Stochastic Subsampling With Average Pooling
Bum Jun Kim, Sang Woo Kim
TL;DR
The paper tackles overfitting and regularization in deep networks by addressing the instability Dropout introduces when used with batch normalization. It proposes stochastic average pooling (SAP), a module that combines stochastic subsampling with average pooling and applies a $\sqrt{p}$ scaling so that training-time subnetworks align with a test-time ensemble, while keeping the output size fixed. SAP has 1D and 2D formulations and can be dropped into existing architectures as a direct GAP replacement. Empirical results across image classification, semantic segmentation, and object detection demonstrate consistent improvements with SAP, particularly at moderate keep probabilities (e.g., $p\approx0.5$), indicating broad applicability and practical impact. The work also analyzes subsampling patterns, finding that channel-shared randomness without strong spatial constraints offers the most robust regularization benefits.
Abstract
Regularization of deep neural networks has been an important issue to achieve higher generalization performance without overfitting problems.

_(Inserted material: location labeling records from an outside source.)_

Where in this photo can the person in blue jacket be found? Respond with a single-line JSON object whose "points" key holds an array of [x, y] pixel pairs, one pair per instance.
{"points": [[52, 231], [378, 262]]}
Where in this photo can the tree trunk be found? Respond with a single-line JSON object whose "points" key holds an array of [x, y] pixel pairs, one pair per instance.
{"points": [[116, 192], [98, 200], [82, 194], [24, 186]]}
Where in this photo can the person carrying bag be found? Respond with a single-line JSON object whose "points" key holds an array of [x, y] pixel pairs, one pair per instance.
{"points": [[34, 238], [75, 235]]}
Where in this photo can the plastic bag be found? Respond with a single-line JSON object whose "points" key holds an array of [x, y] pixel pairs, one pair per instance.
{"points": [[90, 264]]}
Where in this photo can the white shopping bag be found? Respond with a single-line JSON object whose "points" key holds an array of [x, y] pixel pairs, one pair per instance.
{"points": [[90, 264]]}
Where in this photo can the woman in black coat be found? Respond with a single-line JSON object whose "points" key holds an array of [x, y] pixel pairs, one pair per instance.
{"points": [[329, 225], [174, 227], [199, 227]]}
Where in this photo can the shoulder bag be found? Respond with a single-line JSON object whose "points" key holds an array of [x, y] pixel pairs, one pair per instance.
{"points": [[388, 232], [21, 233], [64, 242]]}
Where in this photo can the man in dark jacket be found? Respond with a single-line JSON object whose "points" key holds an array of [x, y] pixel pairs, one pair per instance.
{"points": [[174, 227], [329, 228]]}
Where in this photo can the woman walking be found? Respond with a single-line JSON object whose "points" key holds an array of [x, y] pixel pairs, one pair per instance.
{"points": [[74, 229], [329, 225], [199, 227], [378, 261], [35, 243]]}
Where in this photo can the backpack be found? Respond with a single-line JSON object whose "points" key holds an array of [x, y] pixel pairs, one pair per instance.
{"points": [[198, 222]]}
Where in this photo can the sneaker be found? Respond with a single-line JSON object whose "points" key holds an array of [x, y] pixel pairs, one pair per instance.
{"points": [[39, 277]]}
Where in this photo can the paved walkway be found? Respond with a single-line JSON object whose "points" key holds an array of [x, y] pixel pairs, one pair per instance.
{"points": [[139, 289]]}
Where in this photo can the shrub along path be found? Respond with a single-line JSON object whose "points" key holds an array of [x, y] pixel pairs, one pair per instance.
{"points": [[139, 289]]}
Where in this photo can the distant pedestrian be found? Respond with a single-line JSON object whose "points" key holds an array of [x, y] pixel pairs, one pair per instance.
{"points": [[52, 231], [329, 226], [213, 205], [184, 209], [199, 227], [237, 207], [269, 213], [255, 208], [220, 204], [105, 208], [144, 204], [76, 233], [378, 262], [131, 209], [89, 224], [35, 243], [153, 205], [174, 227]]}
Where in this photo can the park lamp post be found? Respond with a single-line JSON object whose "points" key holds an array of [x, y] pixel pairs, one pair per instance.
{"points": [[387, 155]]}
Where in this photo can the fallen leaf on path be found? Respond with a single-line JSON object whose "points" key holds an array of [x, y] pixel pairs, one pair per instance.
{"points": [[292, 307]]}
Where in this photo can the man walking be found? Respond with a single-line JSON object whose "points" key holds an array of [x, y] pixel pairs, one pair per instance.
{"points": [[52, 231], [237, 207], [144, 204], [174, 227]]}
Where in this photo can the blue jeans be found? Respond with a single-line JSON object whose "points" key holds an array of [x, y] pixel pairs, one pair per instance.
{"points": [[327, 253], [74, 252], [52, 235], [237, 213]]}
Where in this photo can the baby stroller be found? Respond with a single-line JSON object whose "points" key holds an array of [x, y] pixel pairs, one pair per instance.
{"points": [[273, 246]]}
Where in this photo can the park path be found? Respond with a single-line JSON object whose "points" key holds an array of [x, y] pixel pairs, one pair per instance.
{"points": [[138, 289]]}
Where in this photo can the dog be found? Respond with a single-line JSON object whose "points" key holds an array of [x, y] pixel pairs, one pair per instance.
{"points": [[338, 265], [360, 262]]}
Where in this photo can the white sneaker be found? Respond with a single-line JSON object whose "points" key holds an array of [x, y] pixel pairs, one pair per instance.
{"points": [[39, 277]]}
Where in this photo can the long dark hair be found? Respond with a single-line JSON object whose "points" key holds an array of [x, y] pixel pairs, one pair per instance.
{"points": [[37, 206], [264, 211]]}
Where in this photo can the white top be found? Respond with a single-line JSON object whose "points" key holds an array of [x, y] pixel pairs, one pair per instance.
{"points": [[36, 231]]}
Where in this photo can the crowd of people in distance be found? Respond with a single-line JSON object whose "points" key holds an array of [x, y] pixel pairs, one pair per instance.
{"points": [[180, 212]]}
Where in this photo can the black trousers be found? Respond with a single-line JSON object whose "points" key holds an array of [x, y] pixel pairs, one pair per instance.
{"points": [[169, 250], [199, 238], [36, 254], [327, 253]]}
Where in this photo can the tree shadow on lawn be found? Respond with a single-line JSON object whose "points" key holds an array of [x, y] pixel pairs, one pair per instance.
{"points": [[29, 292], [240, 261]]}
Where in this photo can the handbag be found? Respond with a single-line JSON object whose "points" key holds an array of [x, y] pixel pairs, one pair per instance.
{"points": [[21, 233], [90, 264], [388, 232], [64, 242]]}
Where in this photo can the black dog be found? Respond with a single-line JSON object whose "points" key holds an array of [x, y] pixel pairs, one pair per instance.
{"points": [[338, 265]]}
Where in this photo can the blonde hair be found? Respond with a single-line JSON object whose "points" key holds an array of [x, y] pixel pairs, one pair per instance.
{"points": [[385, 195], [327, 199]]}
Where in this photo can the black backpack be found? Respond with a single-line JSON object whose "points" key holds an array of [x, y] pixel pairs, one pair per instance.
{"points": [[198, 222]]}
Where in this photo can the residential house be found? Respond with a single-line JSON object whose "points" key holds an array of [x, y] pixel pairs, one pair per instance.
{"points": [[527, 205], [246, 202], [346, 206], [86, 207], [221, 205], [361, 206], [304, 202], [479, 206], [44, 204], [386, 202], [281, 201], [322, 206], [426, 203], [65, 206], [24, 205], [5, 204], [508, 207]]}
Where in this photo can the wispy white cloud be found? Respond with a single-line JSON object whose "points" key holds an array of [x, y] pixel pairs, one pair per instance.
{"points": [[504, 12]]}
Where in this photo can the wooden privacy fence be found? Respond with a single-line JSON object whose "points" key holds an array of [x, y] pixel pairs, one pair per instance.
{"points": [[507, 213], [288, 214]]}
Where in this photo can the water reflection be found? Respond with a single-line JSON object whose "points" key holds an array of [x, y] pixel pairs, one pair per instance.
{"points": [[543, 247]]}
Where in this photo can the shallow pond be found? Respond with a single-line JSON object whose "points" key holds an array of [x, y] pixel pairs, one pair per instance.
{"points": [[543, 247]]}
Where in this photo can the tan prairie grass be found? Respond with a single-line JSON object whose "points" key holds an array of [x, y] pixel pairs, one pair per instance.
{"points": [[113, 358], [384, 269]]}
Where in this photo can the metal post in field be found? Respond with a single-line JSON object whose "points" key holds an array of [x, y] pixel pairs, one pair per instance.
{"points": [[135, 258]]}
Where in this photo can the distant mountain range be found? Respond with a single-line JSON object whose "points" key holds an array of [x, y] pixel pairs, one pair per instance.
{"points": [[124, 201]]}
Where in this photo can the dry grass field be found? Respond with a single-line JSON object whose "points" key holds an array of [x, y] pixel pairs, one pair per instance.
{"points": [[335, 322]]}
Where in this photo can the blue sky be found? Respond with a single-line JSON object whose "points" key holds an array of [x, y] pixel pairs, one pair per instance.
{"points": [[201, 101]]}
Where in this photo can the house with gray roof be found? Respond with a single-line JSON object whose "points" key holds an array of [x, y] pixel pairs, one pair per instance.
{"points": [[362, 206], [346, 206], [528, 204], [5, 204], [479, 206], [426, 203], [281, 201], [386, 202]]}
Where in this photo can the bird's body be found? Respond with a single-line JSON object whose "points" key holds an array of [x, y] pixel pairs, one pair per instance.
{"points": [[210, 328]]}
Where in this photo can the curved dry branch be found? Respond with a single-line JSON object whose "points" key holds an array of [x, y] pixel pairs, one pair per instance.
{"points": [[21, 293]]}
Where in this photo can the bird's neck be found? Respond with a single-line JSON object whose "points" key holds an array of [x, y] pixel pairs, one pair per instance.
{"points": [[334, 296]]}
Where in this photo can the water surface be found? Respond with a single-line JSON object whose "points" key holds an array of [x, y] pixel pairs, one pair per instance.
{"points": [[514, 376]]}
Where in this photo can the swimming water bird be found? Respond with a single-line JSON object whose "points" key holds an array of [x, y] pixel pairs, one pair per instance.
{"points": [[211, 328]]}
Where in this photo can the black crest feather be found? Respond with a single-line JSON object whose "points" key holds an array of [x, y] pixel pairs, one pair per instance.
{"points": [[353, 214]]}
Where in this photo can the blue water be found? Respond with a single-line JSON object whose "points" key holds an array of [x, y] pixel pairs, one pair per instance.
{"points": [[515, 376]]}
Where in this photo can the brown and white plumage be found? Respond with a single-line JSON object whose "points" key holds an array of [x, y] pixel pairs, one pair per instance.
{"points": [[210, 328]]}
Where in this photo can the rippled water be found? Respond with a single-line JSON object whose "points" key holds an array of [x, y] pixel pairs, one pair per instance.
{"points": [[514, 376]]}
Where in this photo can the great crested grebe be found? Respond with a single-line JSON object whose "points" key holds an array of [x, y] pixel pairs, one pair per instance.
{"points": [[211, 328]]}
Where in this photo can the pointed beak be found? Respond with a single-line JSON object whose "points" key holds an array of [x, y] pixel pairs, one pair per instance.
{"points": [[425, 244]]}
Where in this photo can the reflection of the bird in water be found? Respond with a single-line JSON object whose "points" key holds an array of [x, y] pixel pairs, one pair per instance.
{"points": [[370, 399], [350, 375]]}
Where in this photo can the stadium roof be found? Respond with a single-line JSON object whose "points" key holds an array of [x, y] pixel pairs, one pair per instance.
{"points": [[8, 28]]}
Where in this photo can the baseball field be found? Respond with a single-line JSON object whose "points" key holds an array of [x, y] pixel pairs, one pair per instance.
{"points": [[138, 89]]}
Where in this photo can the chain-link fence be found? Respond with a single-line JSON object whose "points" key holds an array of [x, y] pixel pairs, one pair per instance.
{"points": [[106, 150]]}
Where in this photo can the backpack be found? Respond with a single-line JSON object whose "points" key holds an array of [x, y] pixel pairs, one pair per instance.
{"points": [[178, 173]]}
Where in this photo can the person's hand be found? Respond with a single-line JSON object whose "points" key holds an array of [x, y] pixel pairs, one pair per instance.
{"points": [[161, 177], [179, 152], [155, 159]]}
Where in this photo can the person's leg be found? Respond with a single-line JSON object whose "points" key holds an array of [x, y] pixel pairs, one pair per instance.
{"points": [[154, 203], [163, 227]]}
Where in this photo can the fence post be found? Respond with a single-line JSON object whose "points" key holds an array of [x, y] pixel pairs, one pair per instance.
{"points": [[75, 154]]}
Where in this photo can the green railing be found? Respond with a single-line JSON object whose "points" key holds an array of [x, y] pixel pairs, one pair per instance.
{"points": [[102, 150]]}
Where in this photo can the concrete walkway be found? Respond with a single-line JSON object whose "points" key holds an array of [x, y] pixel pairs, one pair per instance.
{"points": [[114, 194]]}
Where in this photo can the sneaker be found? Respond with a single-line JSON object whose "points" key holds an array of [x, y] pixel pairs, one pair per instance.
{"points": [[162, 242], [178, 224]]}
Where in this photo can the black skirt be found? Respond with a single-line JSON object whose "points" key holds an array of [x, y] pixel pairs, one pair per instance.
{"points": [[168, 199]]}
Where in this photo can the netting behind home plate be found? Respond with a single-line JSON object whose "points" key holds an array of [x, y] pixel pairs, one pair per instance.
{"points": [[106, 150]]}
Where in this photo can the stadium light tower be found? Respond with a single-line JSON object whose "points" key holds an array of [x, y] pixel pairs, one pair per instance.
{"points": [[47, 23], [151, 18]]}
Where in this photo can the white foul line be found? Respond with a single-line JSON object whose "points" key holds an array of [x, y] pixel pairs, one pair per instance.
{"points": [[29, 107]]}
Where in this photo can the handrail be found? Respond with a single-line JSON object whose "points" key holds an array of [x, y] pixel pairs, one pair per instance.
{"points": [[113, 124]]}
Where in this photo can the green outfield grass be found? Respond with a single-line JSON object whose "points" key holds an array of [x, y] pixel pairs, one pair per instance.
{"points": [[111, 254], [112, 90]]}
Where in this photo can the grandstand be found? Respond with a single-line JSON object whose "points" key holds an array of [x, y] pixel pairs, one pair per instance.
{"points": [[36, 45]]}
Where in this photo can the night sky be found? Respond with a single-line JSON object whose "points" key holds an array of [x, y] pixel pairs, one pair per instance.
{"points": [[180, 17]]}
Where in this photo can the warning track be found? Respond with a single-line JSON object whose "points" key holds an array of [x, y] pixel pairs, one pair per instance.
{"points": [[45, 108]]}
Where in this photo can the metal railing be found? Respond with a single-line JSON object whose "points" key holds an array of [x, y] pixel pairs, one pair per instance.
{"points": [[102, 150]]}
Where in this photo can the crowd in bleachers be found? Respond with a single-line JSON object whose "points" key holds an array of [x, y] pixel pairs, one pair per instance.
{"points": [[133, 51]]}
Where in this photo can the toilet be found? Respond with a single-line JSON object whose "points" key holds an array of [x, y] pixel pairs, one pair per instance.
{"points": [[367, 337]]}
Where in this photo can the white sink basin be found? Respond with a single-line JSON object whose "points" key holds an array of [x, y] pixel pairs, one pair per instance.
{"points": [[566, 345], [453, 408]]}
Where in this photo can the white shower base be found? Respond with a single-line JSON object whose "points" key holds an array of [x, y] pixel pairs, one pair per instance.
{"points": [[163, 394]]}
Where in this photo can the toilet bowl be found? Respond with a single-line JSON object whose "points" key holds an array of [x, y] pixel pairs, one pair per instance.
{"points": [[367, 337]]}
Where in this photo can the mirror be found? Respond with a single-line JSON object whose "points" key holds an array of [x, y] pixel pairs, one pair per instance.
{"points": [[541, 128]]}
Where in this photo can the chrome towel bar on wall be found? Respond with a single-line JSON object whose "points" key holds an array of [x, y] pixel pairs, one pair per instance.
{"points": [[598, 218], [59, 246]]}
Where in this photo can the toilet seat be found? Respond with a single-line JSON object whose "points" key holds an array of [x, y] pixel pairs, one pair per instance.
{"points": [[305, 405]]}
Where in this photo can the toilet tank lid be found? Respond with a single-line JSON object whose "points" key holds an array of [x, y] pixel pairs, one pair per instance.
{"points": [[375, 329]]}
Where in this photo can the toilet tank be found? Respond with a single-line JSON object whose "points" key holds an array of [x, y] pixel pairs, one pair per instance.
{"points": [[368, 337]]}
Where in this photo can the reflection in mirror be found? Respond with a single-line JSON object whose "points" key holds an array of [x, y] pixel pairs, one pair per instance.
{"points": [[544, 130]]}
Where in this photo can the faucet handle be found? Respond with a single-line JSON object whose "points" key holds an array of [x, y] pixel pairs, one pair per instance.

Although the popular method of Dropout provides a regularization effect, it causes inconsistent properties in the output, which may degrade the performance of deep neural networks. In this study, we propose a new module called stochastic average pooling, which incorporates Dropout-like stochasticity in pooling. We describe the properties of stochastic subsampling and average pooling and leverage them to design a module without any inconsistency problem. The stochastic average pooling achieves a regularization effect without any potential performance degradation due to the inconsistency issue and can easily be plugged into existing architectures of deep neural networks. Experiments demonstrate that replacing existing average pooling with stochastic average pooling yields consistent improvements across a variety of tasks, datasets, and models.